Wind Farms Can ‘Never’ Deliver UK Energy Security
A 10GW fleet of wind farms across the UK can guarantee to provide less than two per cent of its maximum output
Wind farms can never be relied upon to keep the lights on in Britain because there are long periods each winter in which they produce barely any power, according to a new report by the Adam Smith Institute.
The huge variation in wind farms’ power output means they cannot be counted on to produce energy when needed, and an equivalent amount of generation from traditional fossil fuel plants will be needed as back-up, the study finds.
Wind farm proponents often claim that the intermittent technology can be relied upon because the wind is always blowing somewhere in the UK.

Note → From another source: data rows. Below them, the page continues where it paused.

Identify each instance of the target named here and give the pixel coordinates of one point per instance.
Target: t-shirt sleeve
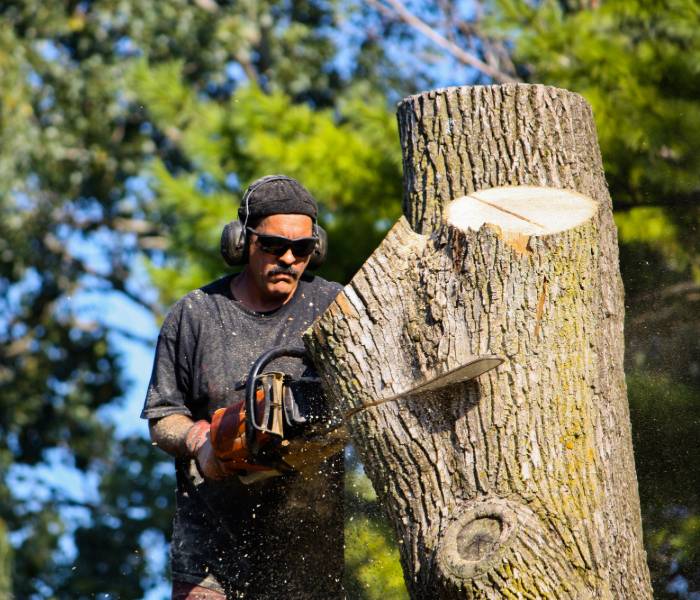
(168, 387)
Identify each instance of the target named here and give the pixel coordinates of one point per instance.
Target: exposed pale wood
(521, 483)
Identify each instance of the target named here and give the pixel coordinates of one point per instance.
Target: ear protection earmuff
(234, 240)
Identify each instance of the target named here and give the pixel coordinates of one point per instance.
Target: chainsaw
(252, 434)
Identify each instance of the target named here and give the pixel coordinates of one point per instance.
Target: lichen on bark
(523, 481)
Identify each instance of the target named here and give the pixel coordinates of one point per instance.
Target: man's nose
(288, 257)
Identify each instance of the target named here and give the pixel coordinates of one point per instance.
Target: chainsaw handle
(250, 425)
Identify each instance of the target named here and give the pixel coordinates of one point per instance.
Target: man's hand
(198, 444)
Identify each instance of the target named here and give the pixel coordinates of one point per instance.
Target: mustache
(283, 270)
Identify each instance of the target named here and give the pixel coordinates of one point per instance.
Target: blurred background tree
(129, 131)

But the report finds that a 10GW fleet of wind farms across the UK could “guarantee” to provide less than two per cent of its maximum output, because “long gaps in significant wind production occur in all seasons”.

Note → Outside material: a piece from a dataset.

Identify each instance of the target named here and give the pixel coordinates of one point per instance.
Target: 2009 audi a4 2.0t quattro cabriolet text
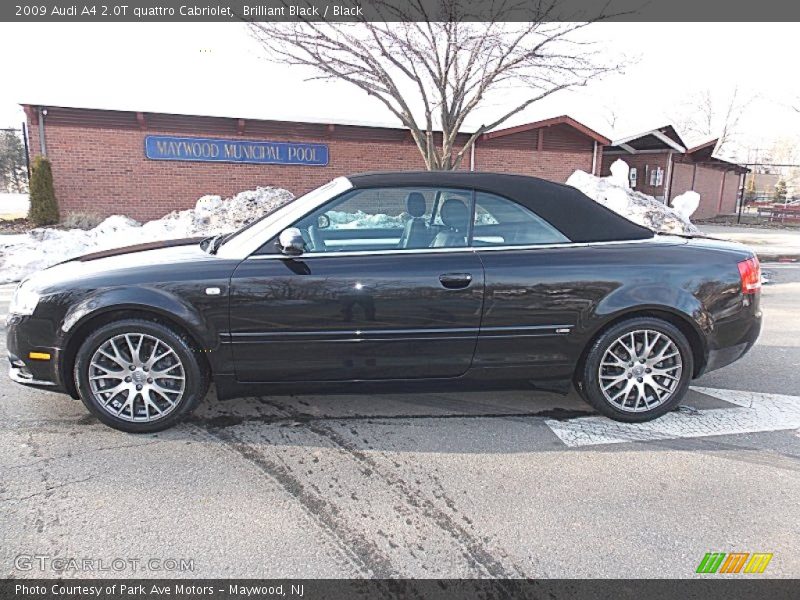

Modelling the likely output from the 10GW fleet found that for 20 weeks in a typical year the wind farms would generate less than a fifth (2GW) of their maximum power, and for nine weeks it would be less than a tenth (1GW).
Output would exceed 9GW, or 90 per cent of the potential, for just 17 hours.
Britain currently has more than 4,500 onshore wind turbines with a maximum power-generating capacity of 7.5GW, and is expected to easily surpass 10 GW by 2020 as part of Government efforts to tackle climate change.
It is widely recognised that variable wind speeds result in actual power output significantly below the maximum level – on average between 25 and 30 per cent, according to Government data.
However, the report from the Adam Smith Institute found that such average figures were “extremely misleading about the amount of power wind farms can be relied up to provide”, because their output was actually “extremely volatile”.